Without the international agreement, the Biden administration’s planned tax increases could lead to companies relocating their headquarters to low-tax countries. With global minimum taxes, companies would have fewer options outside the US to get lower rates, and that reduces the potential risks of raising taxes.

Negotiators hope that the detailed overhaul will get the backing of leaders from the G-20 at their October summit, with the aim of implementing the new rules in 2023.

Talks on the overhaul stalled in the final years of the Trump administration, but received fresh momentum in April when the US presented new proposals that quickly gained the support of other members of the G-7, who ultimately came on board this month.

The OECD says the 136 countries that have backed the agreement account for more than 90 percent of global GDP.

The minimum corporate tax deal does not require countries to set their rates at the agreed floor but gives others the right to apply a top-up levy to the minimum on companies.

Kenya wanted to do a deal with the US before the expiry of the Africa Growth and Opportunity Act (Agoa), which allows sub-Saharan African countries to export thousands of products to the US without tariffs or quotas until 2025.

President Biden allowed the Trade Promotion Authority (TPA), which delegates powers to the US head of state to fast track trade negotiations with the Congress, to expire on July 1.

In the absence of a TPA, any deals reached would be subject to amendments by US legislators and would face difficulties getting ratified.

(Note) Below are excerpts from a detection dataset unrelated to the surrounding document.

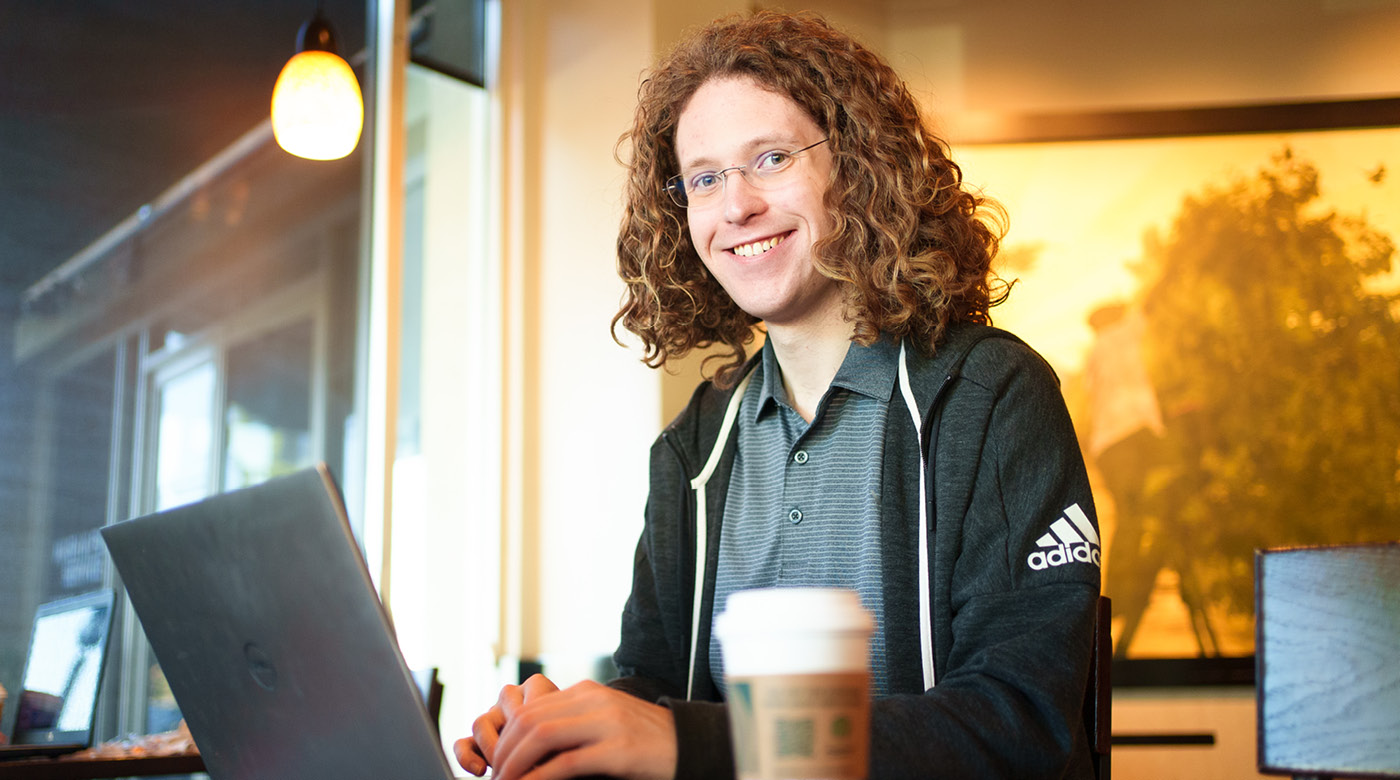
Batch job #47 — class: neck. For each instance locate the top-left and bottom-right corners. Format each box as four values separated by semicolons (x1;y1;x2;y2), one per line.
769;316;855;423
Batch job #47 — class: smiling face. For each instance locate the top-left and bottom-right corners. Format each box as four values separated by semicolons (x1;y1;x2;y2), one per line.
676;77;841;333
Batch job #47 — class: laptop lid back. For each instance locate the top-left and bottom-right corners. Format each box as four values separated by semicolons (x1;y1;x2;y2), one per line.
1254;542;1400;777
102;465;452;780
11;590;113;746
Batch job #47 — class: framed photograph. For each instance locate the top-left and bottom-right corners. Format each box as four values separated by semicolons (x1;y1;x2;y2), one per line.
952;98;1400;685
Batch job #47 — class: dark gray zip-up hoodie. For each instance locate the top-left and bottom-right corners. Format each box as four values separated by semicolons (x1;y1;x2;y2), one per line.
610;319;1099;780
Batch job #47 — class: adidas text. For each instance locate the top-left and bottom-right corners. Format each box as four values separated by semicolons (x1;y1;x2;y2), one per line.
1026;504;1103;571
1026;542;1102;571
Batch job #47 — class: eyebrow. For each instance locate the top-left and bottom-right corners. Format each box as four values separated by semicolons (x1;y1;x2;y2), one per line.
676;133;802;171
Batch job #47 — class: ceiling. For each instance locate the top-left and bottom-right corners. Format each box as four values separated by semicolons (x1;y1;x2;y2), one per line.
0;0;367;298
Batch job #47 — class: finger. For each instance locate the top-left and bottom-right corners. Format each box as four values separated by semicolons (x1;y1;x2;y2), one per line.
493;685;525;720
463;707;505;769
491;682;616;777
452;737;486;777
519;744;626;780
521;675;559;702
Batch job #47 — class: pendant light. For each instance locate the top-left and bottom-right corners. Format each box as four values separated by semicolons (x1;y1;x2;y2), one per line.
272;3;364;160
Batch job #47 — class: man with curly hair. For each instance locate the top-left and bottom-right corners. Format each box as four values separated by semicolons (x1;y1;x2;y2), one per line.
456;7;1099;780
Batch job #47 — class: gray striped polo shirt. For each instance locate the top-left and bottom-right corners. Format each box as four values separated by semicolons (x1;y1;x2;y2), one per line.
710;339;899;695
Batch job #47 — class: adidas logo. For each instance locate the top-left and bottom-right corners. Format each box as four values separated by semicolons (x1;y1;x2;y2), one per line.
1026;504;1100;571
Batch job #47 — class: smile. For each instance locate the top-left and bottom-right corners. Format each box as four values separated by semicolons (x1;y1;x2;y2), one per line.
729;234;787;258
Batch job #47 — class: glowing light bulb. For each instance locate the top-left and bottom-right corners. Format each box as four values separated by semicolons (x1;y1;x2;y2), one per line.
272;49;364;160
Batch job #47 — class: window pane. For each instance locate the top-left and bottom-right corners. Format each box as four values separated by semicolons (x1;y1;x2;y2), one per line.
155;361;214;510
224;322;315;490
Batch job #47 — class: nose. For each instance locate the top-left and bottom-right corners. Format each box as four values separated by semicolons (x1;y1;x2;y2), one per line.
720;167;767;223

This will affect trade deals already in the works like the negotiations with Kenya, which had hoped for a speedy conclusion of the talks that were officially opened in July last year.

When protected by that legislation, trade deals such as the one Kenya is negotiating are effectively “fast tracked” through the US Congress, with lawmakers unable to make substantial changes or amendments to the text of the deal.

President Biden did not ask for the renewal of the authority, with his administration saying that it was reviewing progress of talks with Kenya to make sure that potential accords are consistent with his pledge to prioritise workers.